A vision proportional to the challenge
Initiatives without ambition tend to produce small results. DAVI's vision is intentionally large: to position south Vancouver Island as a nationally significant data services cluster, and in doing so, to address the structural economic challenges that have held the region back.
This is not a technology strategy wrapped in economic language. It is an economic strategy that uses technology as the lever. The challenges facing the region, including brain drain, affordability pressure, public sector overreliance, and a fragmented ecosystem, are real and compounding. The vision is to reverse each of them through deliberate, coordinated investment in data and AI.
Economic transformation
The core economic ambition is to shift the regional economy toward high-value data services and AI-driven industries. This means growing the private sector's share of regional economic activity, reducing dependence on public sector employment cycles, and creating the kind of durable, resilient growth that only comes from anchoring an economy in what it does distinctively well.
South Vancouver Island already has the raw materials for this transformation. The 620+ company ecosystem is not a starting point; it is proof of what is already possible. The question DAVI is designed to answer is: what would this region look like if those companies were part of a coordinated cluster, connected by shared infrastructure, supported by common governance, and aligned around a regional strategy?

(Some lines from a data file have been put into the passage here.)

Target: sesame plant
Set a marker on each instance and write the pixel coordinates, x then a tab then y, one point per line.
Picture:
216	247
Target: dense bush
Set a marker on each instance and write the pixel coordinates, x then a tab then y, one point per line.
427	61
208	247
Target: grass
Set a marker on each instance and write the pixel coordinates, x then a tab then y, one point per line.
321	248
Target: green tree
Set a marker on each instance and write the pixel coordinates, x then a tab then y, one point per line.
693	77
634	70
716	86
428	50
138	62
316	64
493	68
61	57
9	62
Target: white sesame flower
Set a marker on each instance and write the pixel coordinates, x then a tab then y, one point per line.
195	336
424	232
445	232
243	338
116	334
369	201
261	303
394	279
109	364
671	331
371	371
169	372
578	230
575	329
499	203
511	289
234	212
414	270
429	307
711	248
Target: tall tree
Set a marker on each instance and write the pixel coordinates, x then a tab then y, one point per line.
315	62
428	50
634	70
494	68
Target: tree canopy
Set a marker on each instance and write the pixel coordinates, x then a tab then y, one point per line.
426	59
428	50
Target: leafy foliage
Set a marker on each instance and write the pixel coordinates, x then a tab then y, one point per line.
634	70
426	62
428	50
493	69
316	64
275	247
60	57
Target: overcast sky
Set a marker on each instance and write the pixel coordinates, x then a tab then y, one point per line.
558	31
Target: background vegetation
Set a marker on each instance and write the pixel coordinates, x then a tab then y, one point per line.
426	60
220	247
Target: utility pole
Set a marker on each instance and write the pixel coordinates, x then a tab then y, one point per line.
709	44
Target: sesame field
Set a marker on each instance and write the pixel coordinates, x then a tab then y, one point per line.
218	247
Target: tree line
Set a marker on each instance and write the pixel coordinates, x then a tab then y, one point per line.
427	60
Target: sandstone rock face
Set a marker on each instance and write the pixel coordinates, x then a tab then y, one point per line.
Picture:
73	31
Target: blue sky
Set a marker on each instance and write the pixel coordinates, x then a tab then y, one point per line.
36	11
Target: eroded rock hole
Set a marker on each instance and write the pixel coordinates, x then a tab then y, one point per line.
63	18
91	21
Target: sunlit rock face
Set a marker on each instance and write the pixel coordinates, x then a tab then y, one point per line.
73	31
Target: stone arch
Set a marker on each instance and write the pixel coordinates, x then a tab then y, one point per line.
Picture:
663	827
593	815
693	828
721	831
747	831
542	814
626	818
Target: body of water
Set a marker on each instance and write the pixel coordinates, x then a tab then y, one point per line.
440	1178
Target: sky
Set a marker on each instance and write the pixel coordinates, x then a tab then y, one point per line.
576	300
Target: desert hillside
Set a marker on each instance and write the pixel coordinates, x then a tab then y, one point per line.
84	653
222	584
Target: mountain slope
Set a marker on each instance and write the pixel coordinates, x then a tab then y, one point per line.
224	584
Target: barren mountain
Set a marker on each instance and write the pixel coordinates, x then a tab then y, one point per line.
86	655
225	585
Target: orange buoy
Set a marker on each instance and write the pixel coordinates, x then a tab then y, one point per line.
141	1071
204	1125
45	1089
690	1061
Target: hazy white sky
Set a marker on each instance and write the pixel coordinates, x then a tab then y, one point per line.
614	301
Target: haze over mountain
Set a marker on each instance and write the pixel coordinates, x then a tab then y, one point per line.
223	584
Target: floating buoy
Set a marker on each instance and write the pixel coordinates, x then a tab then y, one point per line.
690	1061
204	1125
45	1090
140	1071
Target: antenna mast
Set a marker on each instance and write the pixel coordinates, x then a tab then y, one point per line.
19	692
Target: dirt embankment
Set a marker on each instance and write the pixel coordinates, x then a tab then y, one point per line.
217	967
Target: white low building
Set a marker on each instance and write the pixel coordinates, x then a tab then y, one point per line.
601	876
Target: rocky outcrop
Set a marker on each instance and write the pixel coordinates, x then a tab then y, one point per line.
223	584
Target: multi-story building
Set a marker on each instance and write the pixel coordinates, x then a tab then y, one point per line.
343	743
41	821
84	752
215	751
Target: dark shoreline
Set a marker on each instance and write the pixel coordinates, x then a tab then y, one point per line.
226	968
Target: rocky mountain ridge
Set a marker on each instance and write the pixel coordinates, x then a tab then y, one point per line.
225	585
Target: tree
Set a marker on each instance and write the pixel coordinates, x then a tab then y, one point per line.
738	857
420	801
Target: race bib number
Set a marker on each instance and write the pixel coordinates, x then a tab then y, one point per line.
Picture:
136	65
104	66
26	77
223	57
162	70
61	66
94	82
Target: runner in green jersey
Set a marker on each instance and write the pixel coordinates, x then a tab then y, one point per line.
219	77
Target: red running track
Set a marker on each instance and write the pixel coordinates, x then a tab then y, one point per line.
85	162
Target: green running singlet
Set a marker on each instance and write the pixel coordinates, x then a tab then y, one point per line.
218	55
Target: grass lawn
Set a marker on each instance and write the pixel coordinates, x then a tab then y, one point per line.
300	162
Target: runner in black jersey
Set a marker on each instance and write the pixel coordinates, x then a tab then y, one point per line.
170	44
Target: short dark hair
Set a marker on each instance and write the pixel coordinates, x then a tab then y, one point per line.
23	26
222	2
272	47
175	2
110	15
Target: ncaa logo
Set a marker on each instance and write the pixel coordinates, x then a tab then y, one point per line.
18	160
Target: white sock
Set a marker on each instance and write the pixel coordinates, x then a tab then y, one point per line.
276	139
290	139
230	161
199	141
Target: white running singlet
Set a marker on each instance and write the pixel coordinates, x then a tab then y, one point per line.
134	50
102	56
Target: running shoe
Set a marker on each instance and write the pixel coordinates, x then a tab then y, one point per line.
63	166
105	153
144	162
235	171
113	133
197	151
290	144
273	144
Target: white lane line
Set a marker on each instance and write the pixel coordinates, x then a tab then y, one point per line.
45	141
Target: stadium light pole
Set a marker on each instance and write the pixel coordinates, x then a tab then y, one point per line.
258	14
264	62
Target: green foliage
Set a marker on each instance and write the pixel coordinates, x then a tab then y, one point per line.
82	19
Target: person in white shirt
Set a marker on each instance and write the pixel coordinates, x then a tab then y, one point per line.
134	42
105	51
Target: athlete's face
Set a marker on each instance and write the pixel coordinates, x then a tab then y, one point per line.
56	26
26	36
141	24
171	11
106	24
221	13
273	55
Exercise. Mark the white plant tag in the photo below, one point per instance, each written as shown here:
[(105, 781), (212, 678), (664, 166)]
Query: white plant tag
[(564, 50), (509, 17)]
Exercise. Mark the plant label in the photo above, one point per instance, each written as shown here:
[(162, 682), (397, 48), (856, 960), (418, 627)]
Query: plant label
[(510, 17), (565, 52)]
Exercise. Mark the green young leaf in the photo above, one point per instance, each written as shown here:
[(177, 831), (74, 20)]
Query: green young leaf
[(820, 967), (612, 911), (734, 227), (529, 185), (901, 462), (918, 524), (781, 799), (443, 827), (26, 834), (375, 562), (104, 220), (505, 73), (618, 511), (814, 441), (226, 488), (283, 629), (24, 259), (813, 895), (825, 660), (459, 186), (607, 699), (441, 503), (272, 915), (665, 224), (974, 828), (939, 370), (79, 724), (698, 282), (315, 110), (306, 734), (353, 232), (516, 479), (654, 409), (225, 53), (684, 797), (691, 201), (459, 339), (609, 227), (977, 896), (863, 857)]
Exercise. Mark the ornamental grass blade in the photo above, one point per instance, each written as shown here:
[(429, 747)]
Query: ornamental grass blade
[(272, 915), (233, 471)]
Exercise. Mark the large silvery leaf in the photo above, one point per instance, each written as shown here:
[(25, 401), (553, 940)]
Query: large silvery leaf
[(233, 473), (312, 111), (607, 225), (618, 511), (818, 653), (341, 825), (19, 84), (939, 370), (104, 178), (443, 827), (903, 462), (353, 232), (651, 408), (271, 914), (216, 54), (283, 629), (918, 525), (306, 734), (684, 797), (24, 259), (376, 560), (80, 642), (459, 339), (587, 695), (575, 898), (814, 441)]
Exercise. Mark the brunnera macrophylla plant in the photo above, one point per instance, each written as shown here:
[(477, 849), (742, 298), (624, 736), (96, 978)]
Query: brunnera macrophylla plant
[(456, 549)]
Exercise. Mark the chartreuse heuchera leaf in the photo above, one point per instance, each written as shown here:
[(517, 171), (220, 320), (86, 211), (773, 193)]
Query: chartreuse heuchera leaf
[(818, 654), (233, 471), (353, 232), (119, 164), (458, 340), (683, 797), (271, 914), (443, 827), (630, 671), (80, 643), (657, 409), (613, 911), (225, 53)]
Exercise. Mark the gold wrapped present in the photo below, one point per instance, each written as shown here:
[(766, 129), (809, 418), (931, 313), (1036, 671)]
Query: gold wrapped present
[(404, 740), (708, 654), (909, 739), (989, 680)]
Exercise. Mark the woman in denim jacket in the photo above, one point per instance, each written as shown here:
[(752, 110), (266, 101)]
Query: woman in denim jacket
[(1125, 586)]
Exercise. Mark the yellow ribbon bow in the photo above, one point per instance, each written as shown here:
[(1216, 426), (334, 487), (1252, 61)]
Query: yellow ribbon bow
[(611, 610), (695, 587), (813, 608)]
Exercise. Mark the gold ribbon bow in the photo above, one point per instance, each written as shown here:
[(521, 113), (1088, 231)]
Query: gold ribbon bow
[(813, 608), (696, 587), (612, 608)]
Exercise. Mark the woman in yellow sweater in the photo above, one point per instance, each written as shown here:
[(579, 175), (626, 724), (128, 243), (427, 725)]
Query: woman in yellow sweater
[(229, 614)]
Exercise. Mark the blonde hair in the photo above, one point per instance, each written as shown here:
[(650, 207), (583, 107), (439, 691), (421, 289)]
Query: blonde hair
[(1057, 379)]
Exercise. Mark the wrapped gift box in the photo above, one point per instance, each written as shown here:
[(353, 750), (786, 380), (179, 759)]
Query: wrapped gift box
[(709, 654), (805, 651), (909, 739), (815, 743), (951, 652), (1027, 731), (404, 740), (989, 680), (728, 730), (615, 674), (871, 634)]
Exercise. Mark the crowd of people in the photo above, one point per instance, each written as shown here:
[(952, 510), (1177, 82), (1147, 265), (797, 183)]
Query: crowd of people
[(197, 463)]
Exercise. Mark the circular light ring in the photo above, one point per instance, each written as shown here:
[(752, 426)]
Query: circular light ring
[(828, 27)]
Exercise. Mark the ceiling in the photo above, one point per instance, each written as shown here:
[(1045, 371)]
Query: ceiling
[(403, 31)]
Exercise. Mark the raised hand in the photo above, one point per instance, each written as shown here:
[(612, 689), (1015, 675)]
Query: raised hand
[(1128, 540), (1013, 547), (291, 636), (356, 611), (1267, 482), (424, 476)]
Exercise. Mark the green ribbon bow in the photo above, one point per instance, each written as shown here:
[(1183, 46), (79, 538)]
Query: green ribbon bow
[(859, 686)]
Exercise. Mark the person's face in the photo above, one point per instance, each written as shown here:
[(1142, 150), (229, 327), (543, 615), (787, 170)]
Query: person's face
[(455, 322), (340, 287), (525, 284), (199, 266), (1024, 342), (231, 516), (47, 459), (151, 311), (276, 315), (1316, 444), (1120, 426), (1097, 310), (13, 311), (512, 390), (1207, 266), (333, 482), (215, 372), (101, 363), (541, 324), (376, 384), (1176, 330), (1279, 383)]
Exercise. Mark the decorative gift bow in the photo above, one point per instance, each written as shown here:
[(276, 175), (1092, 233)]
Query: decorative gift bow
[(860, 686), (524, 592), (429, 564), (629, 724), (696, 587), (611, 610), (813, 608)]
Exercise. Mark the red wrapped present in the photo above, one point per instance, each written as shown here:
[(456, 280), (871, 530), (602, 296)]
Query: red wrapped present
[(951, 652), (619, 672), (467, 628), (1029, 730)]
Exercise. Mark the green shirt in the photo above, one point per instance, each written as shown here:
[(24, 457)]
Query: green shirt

The answer is not just more revenue. It is a fundamentally different kind of economy: one that can weather government budget cycles, attract global capital, and offer the careers that make young people want to stay.
Talent retention
The brain drain problem is, at its core, a career problem. People leave because they cannot see a compelling future for themselves here. They leave because the salaries are higher elsewhere, because the career ladders are longer, because the companies they want to work for are not here.
DAVI's vision addresses this by making the region a place where ambitious technical careers are possible. A mature data services cluster creates senior roles, not just entry-level positions. It creates anchor companies large enough to offer career progression. It creates the density of opportunity that turns hesitation into commitment.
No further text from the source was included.